The McKinney North Bulldogs compete in the following sports:

 Baseball
 Basketball
 Cross Country
 Football
 Golf
 Powerlifting
 Soccer
 Softball
 Swimming & Diving
 Tennis
 Track & Field
 Volleyball
 Wrestling

Clubs
Agriculture FFA
ASL Honor Society
AVID - Advancement Via Individual Determination
BELS - Business Education Law Sciences
Blue Blazers
Broadcast
Candy Bouquet
Cheerleading
Chess Club
Criminal Justice
Debate Team
DECA
Fellowship Of Christian Athletes
German Club
Green Cord
Guard Dawgs
HOSA
International Thespian Society #6460
Japanese Culture Club
Journalism
Key Club
Latin Club
National Art Honor Society
National Honor Society
Netflix Club
Parent Teacher Student Organization
Peer Assistance and Leadership (PALs)
Polaris Newspaper
Robotics
Spanish Club
Student Council
Table Tennis
TAFE
The Interact Club
University Interscholastic League (UIL)
Writing Club
Yearbook

Fine Arts
Art
Band
Choir
Dance/Drill
Orchestra
Theatre

Controversies
In 2006, a group of cheerleaders from McKinney North High School, one of whom was the daughter of the then-school principal, Linda Theret, became notorious for truancy, rudeness in class, violations of the school's dress code and other acts of misconduct. The scandal broke into national news when the school's cheerleading coach, Michaela Ward, resigned in protest in October of that year and began talking to news and media outlets.
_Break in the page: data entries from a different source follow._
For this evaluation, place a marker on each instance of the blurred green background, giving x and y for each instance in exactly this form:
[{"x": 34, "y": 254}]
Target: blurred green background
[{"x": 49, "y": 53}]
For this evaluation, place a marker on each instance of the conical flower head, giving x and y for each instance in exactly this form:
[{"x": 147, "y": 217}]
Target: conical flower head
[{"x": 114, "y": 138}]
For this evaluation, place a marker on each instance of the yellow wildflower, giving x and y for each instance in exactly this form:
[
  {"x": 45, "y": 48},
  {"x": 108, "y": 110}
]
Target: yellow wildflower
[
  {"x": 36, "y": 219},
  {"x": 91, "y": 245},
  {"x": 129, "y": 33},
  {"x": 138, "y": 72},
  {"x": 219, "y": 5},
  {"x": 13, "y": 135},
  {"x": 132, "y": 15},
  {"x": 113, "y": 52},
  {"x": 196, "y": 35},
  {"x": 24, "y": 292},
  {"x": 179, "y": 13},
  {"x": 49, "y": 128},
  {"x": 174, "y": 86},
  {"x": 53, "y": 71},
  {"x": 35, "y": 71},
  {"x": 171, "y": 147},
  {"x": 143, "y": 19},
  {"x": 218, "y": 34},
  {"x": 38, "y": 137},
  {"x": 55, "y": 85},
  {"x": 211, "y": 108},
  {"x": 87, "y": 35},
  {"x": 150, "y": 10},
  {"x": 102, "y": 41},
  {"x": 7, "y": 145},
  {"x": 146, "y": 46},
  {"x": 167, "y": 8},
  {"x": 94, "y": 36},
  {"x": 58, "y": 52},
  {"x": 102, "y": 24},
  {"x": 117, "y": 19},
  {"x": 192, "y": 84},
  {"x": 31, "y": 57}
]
In December 2006, the District Board hired a Dallas attorney, Harry Jones, to investigate the issue. Then-Principal Theret was placed on paid administrative leave and later retired, and the superintendent has said she would not return to the school or any other campus.

In October 2009, Theret joined the Laredo Independent School District in Laredo in Webb County in south Texas as the new executive director of curriculum and instruction, under the supervision of A. Marcus Nelson, the district superintendent. Nelson defended his choice of Theret, who was a colleague of his during the late 1990s. "First of all, she's been a 5-A high school principal" and a successful teacher for diverse, urban groups. Theret said that her entire career had been "focused on raising student achievement ... I'm very interested in the science of teaching, but the art as well." Nelson said that Theret was his first choice among forty-six applicants for the position.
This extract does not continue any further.